When I brought it home, already knowing it was a mistake, I realized what a pain it would be to store, let alone wash!
So, I returned it to the store and put the 20 dollars I spent on it into our rainy day account — which is often the base for our family’s vacations each year.
That has become more of a thing to me as I strive toward a more mindful and less material existence — saving money I would normally spend on things for experiences.
When you see something you are about to buy, particularly a non-consumable item- be sure to give some thought to whether it is a need or a want.
Be more mindful about what items you say yes to.
Only take in the things that you absolutely love and know you will use on a regular basis.
Go Paperless
My mother always tells me to sort my mail as soon as I fetch it from the mailbox — and that exercise needs to include a quick walk to my recycling bin before some of that mail even enters my home.
Raise your hand if you have a corner of your kitchen dedicated to mail and bills?
Open your mail as soon as it arrives and either make a digital copy of the bill or receipt if you need to keep it or recycle it immediately.

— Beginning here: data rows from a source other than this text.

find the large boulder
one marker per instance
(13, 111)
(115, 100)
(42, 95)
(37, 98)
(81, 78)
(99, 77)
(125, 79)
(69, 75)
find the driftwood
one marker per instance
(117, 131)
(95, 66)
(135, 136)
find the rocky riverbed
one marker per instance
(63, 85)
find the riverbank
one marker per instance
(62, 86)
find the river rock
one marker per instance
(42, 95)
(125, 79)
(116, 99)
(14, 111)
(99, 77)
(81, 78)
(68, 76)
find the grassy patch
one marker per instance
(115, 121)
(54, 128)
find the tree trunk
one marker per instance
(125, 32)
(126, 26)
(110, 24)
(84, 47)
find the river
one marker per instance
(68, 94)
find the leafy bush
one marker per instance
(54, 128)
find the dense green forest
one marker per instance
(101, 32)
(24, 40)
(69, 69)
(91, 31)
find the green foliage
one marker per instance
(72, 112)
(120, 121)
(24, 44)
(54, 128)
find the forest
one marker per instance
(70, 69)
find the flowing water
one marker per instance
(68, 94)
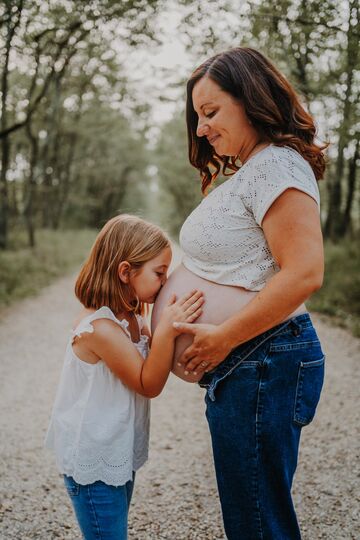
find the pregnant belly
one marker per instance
(221, 302)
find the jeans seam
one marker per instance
(212, 387)
(98, 532)
(258, 416)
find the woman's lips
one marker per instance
(213, 139)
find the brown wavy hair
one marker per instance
(270, 103)
(123, 238)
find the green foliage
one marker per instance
(339, 296)
(179, 182)
(24, 271)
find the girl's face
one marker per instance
(148, 280)
(222, 119)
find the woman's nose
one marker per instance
(202, 129)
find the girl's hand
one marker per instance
(187, 309)
(208, 349)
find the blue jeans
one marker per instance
(101, 510)
(257, 402)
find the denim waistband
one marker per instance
(239, 354)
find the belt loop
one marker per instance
(296, 328)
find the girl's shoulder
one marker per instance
(84, 322)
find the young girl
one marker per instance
(99, 428)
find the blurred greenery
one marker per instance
(24, 271)
(339, 296)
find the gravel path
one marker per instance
(175, 494)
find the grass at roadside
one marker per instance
(24, 271)
(339, 296)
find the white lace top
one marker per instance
(222, 238)
(99, 428)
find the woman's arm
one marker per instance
(292, 230)
(146, 377)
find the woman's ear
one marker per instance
(124, 271)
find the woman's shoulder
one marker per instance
(282, 158)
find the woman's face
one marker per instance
(222, 120)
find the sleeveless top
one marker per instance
(99, 428)
(223, 240)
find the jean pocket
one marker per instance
(308, 390)
(72, 487)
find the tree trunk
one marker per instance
(351, 181)
(334, 220)
(12, 24)
(31, 186)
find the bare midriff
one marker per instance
(221, 302)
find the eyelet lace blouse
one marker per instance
(99, 428)
(223, 240)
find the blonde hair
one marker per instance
(123, 238)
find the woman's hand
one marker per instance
(185, 310)
(208, 349)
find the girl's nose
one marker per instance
(202, 129)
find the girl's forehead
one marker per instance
(163, 258)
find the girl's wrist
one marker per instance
(228, 337)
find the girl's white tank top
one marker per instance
(99, 428)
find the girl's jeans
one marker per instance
(257, 401)
(101, 510)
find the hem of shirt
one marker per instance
(79, 479)
(205, 276)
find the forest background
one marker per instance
(92, 126)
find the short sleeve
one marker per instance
(281, 169)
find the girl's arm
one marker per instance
(146, 377)
(292, 230)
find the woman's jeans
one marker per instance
(101, 510)
(258, 400)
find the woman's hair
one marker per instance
(123, 238)
(270, 103)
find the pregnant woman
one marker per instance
(254, 247)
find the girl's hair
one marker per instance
(123, 238)
(270, 103)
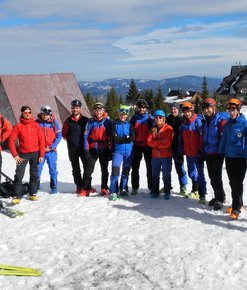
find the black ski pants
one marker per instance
(138, 151)
(214, 166)
(32, 159)
(236, 169)
(93, 156)
(75, 155)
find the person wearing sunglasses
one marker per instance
(97, 144)
(31, 150)
(160, 140)
(233, 146)
(174, 119)
(123, 135)
(142, 122)
(53, 135)
(73, 132)
(190, 144)
(212, 130)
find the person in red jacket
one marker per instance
(5, 131)
(31, 150)
(161, 142)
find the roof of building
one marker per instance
(56, 90)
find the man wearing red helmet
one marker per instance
(212, 131)
(233, 146)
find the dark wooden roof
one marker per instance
(56, 90)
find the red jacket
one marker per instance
(161, 142)
(30, 137)
(5, 130)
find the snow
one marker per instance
(133, 243)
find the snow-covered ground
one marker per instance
(133, 243)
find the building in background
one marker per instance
(56, 90)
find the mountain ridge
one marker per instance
(99, 89)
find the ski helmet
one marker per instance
(46, 109)
(98, 106)
(233, 103)
(208, 102)
(142, 104)
(76, 103)
(159, 113)
(187, 106)
(123, 109)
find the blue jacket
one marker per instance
(142, 125)
(212, 132)
(122, 136)
(234, 139)
(52, 132)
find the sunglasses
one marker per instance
(27, 113)
(231, 106)
(123, 111)
(186, 109)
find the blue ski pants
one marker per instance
(196, 174)
(51, 159)
(120, 158)
(164, 164)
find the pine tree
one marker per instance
(133, 94)
(90, 102)
(158, 101)
(112, 104)
(204, 93)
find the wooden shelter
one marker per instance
(56, 90)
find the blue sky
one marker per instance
(140, 39)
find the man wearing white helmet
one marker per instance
(53, 135)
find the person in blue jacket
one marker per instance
(97, 145)
(53, 136)
(213, 124)
(233, 146)
(122, 136)
(142, 122)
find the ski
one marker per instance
(12, 213)
(9, 270)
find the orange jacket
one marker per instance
(30, 137)
(5, 130)
(161, 142)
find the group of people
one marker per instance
(212, 137)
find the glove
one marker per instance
(86, 154)
(154, 130)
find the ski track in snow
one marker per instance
(133, 243)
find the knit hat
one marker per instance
(175, 105)
(24, 108)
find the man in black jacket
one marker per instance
(73, 132)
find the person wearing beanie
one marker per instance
(233, 146)
(160, 140)
(73, 132)
(142, 123)
(123, 135)
(53, 135)
(190, 144)
(213, 124)
(97, 145)
(31, 150)
(174, 119)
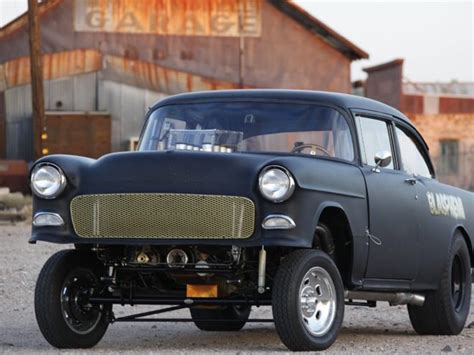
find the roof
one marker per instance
(344, 101)
(317, 27)
(393, 63)
(292, 10)
(443, 89)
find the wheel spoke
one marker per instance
(317, 301)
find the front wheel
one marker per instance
(308, 301)
(445, 310)
(64, 315)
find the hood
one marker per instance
(170, 171)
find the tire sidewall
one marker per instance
(327, 264)
(458, 248)
(308, 341)
(48, 310)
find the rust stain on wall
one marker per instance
(229, 18)
(55, 65)
(158, 78)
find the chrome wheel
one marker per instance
(317, 301)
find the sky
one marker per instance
(436, 38)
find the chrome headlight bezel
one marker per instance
(61, 181)
(290, 184)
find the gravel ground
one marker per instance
(383, 329)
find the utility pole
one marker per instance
(36, 69)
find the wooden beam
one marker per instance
(36, 68)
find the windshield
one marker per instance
(249, 127)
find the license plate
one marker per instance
(201, 291)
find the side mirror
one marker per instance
(382, 159)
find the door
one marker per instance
(392, 229)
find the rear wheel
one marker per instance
(64, 315)
(308, 301)
(236, 317)
(445, 310)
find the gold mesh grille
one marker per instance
(162, 216)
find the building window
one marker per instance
(449, 156)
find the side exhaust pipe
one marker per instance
(394, 299)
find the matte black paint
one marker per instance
(414, 242)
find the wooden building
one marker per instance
(117, 57)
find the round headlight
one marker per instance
(47, 181)
(276, 184)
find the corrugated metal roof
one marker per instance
(453, 88)
(158, 78)
(292, 10)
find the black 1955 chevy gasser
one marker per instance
(305, 201)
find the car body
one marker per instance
(231, 175)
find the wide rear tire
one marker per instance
(64, 315)
(445, 310)
(308, 301)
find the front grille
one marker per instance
(162, 216)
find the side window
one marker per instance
(373, 138)
(413, 161)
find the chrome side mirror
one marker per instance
(382, 159)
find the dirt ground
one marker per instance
(383, 329)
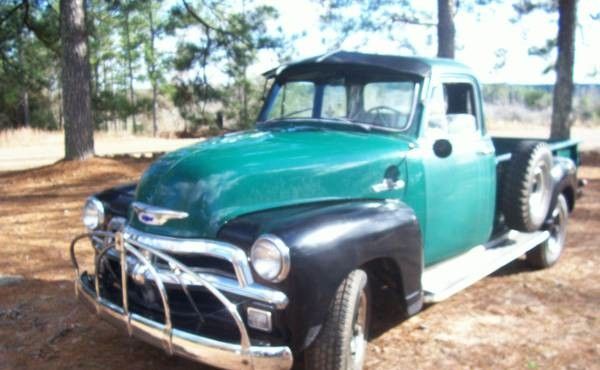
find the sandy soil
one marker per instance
(22, 149)
(517, 318)
(28, 148)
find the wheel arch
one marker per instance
(327, 241)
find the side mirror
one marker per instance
(442, 148)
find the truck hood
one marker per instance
(219, 179)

Letting paper take up any portion of your precious living space is a huge disruption to your peace! Junk mail and catalogs should never enter your home (unless it is a really good catalog, in which case, just find a nice home for it to read over later with that glass of wine!)
You can either purchase a low cost scanner or use the camera on your smartphone to snap a photo of any important reference documents that you may need later — just be sure to save them somewhere you will always have access to, Imagine how much easier bill paying and tax preparation will be with this habit!
(Editor’s Note: Kristine George is a freelance journalist who resides in Easton.)